Rare Disease Cycling rider Roger Masse came into the Fools Gold with three prior wins, but could have been defeated for the NUE Series Masters title in an upset by 2013 Masters Series winner Marland Whaley.
“I came into the Fools Gold with the full weight of the series championship on my shoulders. I was in the lead but could loose the series in a tie break if Marland Whaley were to win.” explained Masse about the contest for the title. “I saw that he was entered and so I had to show up to force a showdown. I’ve been racing well during the last month and so liked my chances.”
North Carolina native Alex Hawkins (Back Alley Bikes), who had defeated Masse at this year’s Cohutta 100 was also signed up. “I figured I would have my hands full.” recounts Masse. “I lined up on the front row and was 2nd wheel to the rider who took the hole shot. I remained in the top-5 for the first 8 miles or so until the sustained climbing began and the strong riders tested one another while establishing a very high pace. Within ten minutes of climbing, near the Army Ranger station and the cooler drop, the lead group of about twenty had ridden through me. There were a lot of watts being thrown down!”

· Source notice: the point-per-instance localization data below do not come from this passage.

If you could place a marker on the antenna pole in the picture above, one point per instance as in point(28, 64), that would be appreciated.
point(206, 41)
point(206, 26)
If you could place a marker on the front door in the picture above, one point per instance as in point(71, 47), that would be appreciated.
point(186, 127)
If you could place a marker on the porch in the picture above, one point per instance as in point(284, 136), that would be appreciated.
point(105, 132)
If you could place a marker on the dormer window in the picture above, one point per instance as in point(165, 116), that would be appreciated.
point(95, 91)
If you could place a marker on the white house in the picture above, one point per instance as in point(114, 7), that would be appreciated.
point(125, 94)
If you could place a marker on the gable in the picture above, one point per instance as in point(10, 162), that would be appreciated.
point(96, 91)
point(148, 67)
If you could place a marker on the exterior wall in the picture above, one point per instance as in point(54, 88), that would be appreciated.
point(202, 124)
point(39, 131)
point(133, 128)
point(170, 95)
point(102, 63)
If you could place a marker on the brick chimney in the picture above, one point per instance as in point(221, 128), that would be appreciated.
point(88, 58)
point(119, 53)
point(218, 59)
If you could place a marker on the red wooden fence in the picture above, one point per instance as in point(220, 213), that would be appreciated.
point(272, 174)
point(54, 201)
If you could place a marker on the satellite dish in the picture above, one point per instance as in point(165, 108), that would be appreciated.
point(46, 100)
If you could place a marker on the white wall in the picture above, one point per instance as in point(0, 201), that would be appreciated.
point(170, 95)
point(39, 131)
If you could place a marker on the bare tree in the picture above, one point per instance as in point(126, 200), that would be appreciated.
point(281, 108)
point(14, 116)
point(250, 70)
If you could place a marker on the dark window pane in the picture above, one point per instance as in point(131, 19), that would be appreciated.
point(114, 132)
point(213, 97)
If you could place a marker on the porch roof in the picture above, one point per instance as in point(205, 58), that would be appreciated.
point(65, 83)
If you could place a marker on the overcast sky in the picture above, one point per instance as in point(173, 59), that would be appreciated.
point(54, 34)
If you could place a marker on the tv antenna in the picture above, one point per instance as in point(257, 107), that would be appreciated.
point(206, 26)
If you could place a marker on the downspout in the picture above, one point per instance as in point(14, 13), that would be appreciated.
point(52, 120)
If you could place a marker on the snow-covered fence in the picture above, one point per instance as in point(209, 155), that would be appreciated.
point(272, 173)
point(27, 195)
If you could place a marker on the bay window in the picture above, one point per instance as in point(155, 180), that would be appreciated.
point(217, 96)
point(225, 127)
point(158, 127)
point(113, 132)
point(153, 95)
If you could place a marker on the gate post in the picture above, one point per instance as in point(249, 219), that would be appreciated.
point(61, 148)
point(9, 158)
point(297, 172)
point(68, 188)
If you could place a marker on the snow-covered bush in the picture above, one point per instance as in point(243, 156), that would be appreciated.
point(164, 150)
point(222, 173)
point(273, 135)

Alone for a bit, Masse soon connected with Toasted Head rider Mike Montalbano who had decided to not try and match the pace being set by the early leaders. “I rode on Mike’s wheel till just shy of the top of the lap 1 Bull’s Run climb. He was keeping a lid on his early pace but he dropped me there.” recalls Masse of his early alliance. “Mike’s is a good wheel to have and I know we were making good time even though his effort was probably only 80%”
“I felt good and rode solidly through the bottom of Bull’s Run for lap 2 and Aid5 but started losing my A-game.” recalls Masse. “I learned I had a comfortable lead and I had missed Aid Station 1 and had fallen behind on my fluids. I was content to throttle down and cruise the final twenty miles in for the win!”.

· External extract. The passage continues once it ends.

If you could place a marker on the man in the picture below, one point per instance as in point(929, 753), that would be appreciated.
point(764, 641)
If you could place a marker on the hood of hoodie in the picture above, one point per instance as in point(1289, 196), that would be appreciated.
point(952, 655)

“I’m really looking forward to Iron Cross on Single Speed and the LaRuta 3 day stage race in Costa Rica.” exclaimed Masse when asked what’s next. “Gordon and I are going to room together. It will be the experience of a lifetime representing the U.S. and the NUE in Central America!”
Masse’s win at Fools Gold gave the Bethesda Maryland native 4 NUE wins on the year and the series title. In the end, even though Hawkins and Whaley were entered, they did not start. The final Masters results for the Fools Gold were Roger Masse (Rare Disease Cycling) in first, Anthony Hergert (Reality Bikes Ambassador Team) second, Mark Drogalis (Toasted Head Racing) third, Monte Hewett (peachtree bikes) fourth, and David Jolin (Stark Velo) fifth.